THIRTEEN’s SHAKESPEARE UNCOVERED Premieres January 25
In a unique series of six films debuting on PBS Friday, January 25 at 9 p.m. (check local listings), Shakespeare Uncovered will combine history, biography, iconic performances, new analysis, and the personal passions of its celebrated hosts – Ethan Hawke, Jeremy Irons, Derek Jacobi, Trevor Nunn, Joely Richardson, and David Tennant – to tell the stories behind the stories of Shakespeare's greatest plays.
Produced by Richard Denton for Blakeway Productions & THIRTEEN for WNET in association with the BBC and Shakespeare's Globe, each episode explores and reveals the extraordinary world and works of William Shakespeare and the still-potent impact they have today. The films combine interviews with actors, directors and scholars, along with visits to key locations, clips from some of the most-celebrated film and television adaptations, and illustrative excerpts from the plays staged specially for the series at Shakespeare's Globe in London.

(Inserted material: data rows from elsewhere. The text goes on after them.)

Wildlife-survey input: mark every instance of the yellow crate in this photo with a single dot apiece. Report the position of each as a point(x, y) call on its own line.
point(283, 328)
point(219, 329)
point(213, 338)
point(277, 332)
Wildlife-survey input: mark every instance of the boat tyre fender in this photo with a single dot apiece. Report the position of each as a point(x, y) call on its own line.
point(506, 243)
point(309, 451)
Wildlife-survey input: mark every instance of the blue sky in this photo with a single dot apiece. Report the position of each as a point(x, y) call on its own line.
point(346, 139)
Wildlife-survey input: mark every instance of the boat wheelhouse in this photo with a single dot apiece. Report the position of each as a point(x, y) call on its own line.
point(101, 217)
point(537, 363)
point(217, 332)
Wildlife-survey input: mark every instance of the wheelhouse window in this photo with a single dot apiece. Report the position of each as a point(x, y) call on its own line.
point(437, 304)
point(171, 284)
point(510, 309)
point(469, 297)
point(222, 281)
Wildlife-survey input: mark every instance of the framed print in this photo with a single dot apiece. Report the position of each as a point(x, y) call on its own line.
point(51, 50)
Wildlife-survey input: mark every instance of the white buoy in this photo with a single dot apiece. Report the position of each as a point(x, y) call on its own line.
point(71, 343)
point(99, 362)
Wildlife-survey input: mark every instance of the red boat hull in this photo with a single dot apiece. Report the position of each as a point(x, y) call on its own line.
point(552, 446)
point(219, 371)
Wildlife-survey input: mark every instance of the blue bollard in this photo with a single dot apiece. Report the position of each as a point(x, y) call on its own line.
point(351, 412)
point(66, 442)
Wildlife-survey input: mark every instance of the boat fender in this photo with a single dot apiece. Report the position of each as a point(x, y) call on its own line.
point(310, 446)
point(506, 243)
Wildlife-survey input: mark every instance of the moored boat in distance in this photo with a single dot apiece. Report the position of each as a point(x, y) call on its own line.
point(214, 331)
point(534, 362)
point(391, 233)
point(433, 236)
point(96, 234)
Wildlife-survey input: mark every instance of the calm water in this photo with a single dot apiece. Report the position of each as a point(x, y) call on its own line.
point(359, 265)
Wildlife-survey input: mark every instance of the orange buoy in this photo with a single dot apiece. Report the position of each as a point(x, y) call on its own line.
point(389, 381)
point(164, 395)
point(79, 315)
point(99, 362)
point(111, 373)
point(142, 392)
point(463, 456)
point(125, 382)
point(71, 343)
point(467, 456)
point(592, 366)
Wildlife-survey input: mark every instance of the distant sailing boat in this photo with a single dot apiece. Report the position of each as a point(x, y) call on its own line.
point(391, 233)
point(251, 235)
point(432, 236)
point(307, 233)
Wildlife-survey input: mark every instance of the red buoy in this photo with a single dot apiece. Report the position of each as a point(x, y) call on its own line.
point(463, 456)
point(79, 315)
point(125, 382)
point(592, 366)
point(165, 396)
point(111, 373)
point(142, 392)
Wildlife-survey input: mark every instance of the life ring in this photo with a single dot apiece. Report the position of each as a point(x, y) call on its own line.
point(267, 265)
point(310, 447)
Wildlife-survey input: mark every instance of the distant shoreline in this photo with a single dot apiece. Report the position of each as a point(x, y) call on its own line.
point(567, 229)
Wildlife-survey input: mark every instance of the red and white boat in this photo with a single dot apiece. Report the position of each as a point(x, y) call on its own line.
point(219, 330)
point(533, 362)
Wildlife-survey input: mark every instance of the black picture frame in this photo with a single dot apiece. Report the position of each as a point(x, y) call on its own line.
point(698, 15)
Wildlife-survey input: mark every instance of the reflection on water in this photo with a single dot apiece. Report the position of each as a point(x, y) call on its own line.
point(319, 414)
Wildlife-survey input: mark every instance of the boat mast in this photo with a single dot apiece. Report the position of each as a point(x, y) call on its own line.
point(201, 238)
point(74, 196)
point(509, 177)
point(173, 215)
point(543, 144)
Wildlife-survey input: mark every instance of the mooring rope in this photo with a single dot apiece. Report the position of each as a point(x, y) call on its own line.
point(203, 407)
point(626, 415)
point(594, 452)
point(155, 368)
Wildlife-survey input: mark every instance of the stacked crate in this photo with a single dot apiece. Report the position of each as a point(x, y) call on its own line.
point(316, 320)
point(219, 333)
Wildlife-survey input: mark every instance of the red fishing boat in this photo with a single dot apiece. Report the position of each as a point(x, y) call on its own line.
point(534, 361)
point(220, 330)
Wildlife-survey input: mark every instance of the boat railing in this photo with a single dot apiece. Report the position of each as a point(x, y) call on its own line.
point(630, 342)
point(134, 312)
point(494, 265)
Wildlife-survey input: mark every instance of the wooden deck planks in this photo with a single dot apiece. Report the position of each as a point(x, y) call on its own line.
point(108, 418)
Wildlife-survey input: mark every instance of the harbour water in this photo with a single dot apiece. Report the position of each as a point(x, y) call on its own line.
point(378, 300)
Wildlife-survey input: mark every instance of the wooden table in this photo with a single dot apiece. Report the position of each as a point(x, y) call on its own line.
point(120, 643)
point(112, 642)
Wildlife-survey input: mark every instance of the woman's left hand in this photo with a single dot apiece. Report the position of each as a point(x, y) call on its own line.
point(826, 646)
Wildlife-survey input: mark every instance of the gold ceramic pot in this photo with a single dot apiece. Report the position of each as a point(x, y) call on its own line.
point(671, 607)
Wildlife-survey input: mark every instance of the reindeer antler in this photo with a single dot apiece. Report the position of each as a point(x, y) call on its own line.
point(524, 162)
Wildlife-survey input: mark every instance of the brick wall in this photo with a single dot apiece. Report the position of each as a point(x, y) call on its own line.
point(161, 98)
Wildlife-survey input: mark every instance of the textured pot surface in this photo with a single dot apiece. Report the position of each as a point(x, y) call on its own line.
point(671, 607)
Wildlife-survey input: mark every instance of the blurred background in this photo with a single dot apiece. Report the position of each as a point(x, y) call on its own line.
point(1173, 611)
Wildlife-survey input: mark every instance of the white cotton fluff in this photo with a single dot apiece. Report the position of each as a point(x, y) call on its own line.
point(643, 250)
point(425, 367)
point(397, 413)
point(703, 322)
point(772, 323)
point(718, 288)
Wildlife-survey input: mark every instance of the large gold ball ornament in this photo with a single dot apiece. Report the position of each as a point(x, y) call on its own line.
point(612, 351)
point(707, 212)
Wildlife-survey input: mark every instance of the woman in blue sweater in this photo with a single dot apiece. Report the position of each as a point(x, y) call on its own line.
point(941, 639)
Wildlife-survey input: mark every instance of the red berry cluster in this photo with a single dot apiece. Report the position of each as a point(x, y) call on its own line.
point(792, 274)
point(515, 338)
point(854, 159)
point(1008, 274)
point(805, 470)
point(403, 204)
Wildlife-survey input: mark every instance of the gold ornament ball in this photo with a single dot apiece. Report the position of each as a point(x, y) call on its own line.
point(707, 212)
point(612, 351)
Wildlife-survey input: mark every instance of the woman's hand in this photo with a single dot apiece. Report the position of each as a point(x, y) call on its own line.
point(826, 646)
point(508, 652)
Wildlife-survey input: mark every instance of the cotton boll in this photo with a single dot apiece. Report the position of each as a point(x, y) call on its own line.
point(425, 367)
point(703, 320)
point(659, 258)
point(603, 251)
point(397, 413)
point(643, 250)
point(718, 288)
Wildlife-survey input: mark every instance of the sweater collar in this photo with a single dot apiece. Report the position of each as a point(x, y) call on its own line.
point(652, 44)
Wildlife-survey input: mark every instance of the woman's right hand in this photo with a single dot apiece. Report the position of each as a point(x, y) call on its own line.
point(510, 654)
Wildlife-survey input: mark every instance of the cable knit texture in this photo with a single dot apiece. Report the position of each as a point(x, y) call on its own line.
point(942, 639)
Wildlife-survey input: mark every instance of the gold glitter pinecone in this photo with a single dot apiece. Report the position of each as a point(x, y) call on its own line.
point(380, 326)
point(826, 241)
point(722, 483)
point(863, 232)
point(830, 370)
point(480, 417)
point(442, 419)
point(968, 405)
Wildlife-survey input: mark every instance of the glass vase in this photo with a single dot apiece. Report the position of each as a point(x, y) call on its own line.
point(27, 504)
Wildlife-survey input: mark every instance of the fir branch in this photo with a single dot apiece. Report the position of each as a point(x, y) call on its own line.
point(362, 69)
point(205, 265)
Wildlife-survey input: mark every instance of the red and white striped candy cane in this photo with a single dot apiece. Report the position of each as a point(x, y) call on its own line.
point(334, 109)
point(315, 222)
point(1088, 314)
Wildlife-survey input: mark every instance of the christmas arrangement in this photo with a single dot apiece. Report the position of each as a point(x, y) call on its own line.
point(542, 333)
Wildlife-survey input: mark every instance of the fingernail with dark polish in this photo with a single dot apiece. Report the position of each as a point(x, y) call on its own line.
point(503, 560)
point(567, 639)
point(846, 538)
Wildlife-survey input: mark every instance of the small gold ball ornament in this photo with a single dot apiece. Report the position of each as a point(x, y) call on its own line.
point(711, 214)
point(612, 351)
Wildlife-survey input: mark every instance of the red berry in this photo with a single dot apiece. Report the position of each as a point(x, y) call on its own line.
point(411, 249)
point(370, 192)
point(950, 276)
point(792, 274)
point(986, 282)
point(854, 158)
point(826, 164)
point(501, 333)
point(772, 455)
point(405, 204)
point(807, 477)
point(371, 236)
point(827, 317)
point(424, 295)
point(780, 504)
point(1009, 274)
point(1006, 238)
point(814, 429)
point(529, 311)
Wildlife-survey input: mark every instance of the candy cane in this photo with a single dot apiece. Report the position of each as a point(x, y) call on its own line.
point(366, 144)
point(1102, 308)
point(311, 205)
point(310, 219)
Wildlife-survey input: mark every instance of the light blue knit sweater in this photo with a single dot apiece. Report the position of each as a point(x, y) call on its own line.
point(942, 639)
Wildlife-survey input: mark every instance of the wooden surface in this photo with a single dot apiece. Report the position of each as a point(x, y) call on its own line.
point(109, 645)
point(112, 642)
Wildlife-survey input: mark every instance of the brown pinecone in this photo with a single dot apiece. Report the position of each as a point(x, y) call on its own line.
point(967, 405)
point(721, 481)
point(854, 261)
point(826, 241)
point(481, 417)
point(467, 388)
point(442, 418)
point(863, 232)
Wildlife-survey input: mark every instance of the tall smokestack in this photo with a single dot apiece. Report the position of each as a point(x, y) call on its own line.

Behind every Shakespeare play there is a story: for instance, how he and his company dismantled their theater and rowed it across the river Thames when their landlord cancelled their lease – then staged Henry V for the first time. There are echoes of the playwright's life -- who named his twins Hamnet (a boy, who died at age 11) and Judith -- in plays like Twelfth Night, where the plot turns on the adventures of separated twins; and Hamlet, where the drama begins with the grief of a son who has lost his father. The series shows Shakespeare as an impresario who, four centuries ago, defined early the tenets of show business – drawing on historical sources, stealing and adapting ideas, bringing back popular characters, writing prequels, and developing dramatic ideas from the politics of the day.
Each program's host has deep personal experience with Shakespeare's work and relates not only the stories of the plays themselves, but also the stories of how they came to be written, how they have been performed, and how they have survived over 400 years.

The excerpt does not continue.